Keyla Snowden made five 3-pointers, coming back off the bench to hit a pair that squelched Gonzaga’s last charge on Sunday as Kentucky won 79-62 to advance to the Kingston Regional final of the women’s NCAA tournament.
“Keyla has been playing with a sense of purpose that you like to see a senior playing with,” Wildcats coach Matthew Mitchell said. “She’s a really talented shooter, but she has been competing at both ends of the floor like a person on a mission who wants to get to the Final Four.”
Snowden scored 17 points, going 5 of 9 from 3-point range, and Samarie Walker scored 16 with 12 rebounds for No. 2 seed Kentucky, which plays top-seeded Connecticut on Tuesday for a spot in the Final Four in Denver. UConn beat Penn State 77-59 earlier in the day.
It’s the second trip to the regional finals for Kentucky (28-6) in three years.
“I was just glad that I could be the spark for my team,” said Snowden, who was 2 for 8 from the floor in the first half after going 1 for 6 from 3-point range in the second round against Wisconsin-Green Bay. “Just seeing one fall, I knew that the rest would.”
Kayla Standish had 25 points, Kelly Bowen scored 11 with nine rebounds and Katelan Redmon had 10 and seven for No. 11 seed Gonzaga (28-6). The Bulldogs had beaten Rutgers and Miami to reach the round of 16 for the third consecutive year.
“I’m proud of this basketball team,” Gonzaga coach Kelly Graves said. “Before the season we didn’t know who we were or what we’d be.
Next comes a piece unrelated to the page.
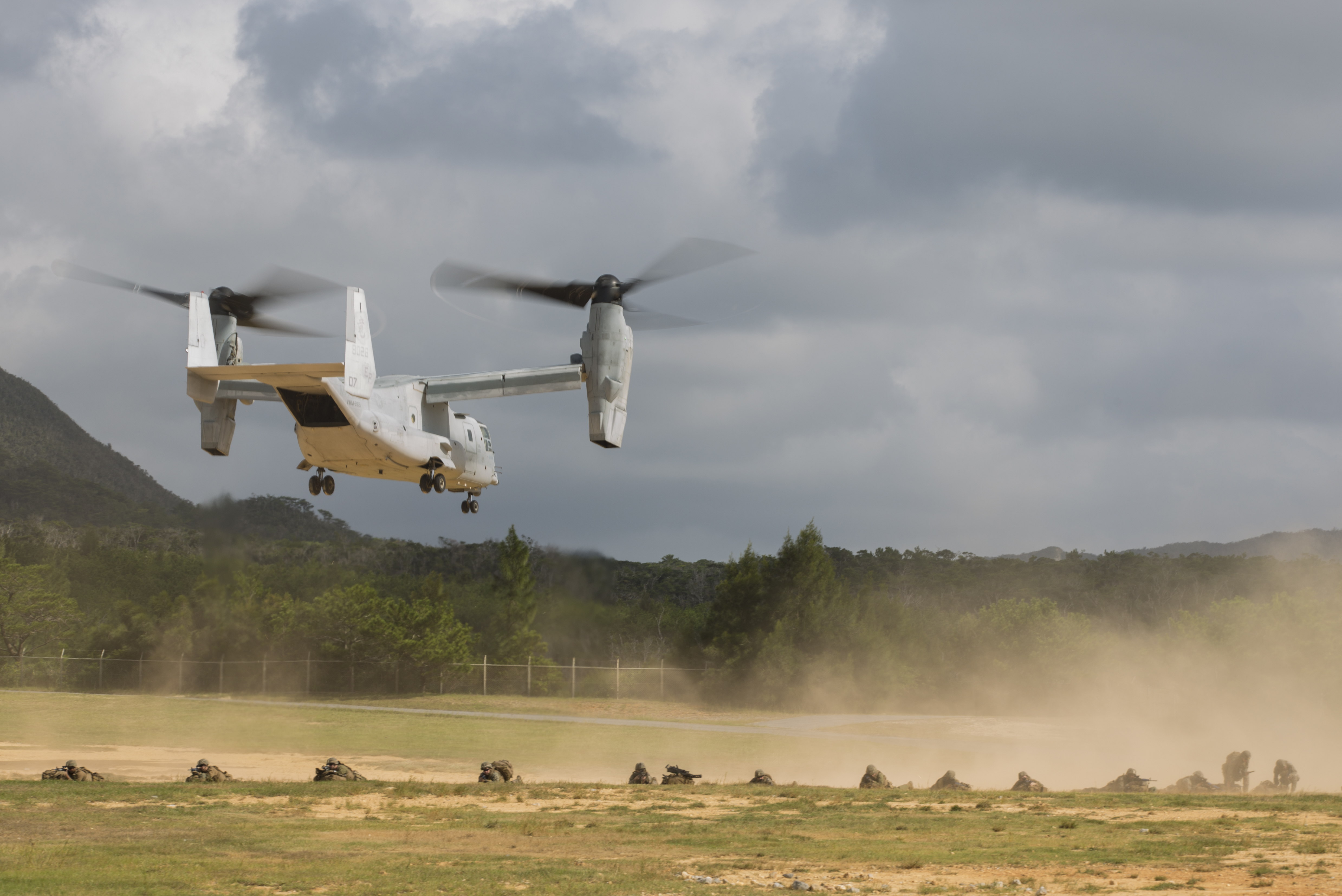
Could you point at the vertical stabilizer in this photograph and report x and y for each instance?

We’re pretty good.”
Snowden hit a 3-pointer to give the Wildcats a 58-37 lead with 14 minutes to play. But on Kentucky’s next possession she turned over the ball, and Mitchell worried that the energy she was expending on defense might be hurting her at the other end.
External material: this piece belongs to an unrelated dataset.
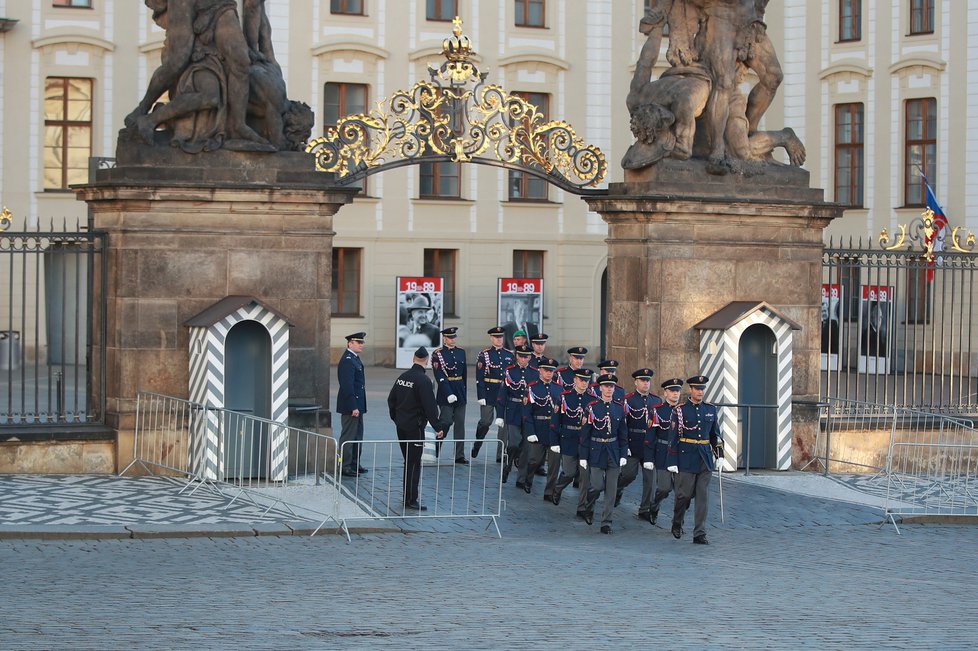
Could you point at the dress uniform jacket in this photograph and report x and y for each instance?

Snowden went to the bench, and she rested for most of the next 4 minutes as the Bulldogs scored 14 out of 15 points to cut the deficit to eight.
Graves reminded his team that Kentucky blew a 17-point lead in the second round against Green Bay.
“We brought that up. We used anything we could to motivate us,” Graves said. “We just wanted to cut into, cut into, cut into it. We had the chance down eight at the free throw line and we unfortunately didn’t convert those. We got a stop, then we had another chance to cut it to six and it didn’t happen. … We just came up short.”
Three times Gonzaga had the ball with a chance to further trim the deficit and couldn’t do so. And when Snowden came back into the game, she was ready.
One 3-pointer made it an 11-point game. Another extended the lead to 14. She added a 2-pointer with 3:09 left to give the Wildcats a 19-point lead, and by that time it was over.
“It was a tough run to absorb,” Mitchell said. “I was prepared to go the distance. I was prepared to grind it out and win by one if we had to. I thought we were OK. It wasn’t the greatest; I wish we hadn’t lost the lead. But it all worked out.”
What had been a decent crowd for the early game between local favorite Connecticut and Penn State dwindled to just a few hundred when Kentucky took a 43-28 lead into the half. And just a few hundred fans remained when the Wildcats band played “My Old Kentucky Home” after the final buzzer.
Kentucky led the entire game to move within one win of placing both its men’s and women’s teams in the Final Four. A’dia Mathies, the Southeastern Conference Player of the Year, went 3 for 4 from 3-point range and added seven assists. Kastine Evans grabbed 10 rebounds for the Wildcats and Bria Goss had 10 points.
The Zags’ trip to Rhode Island won’t go to waste: The players—none of whom had ever been to the state—said they planned to dip their toes in the Atlantic Ocean before heading home.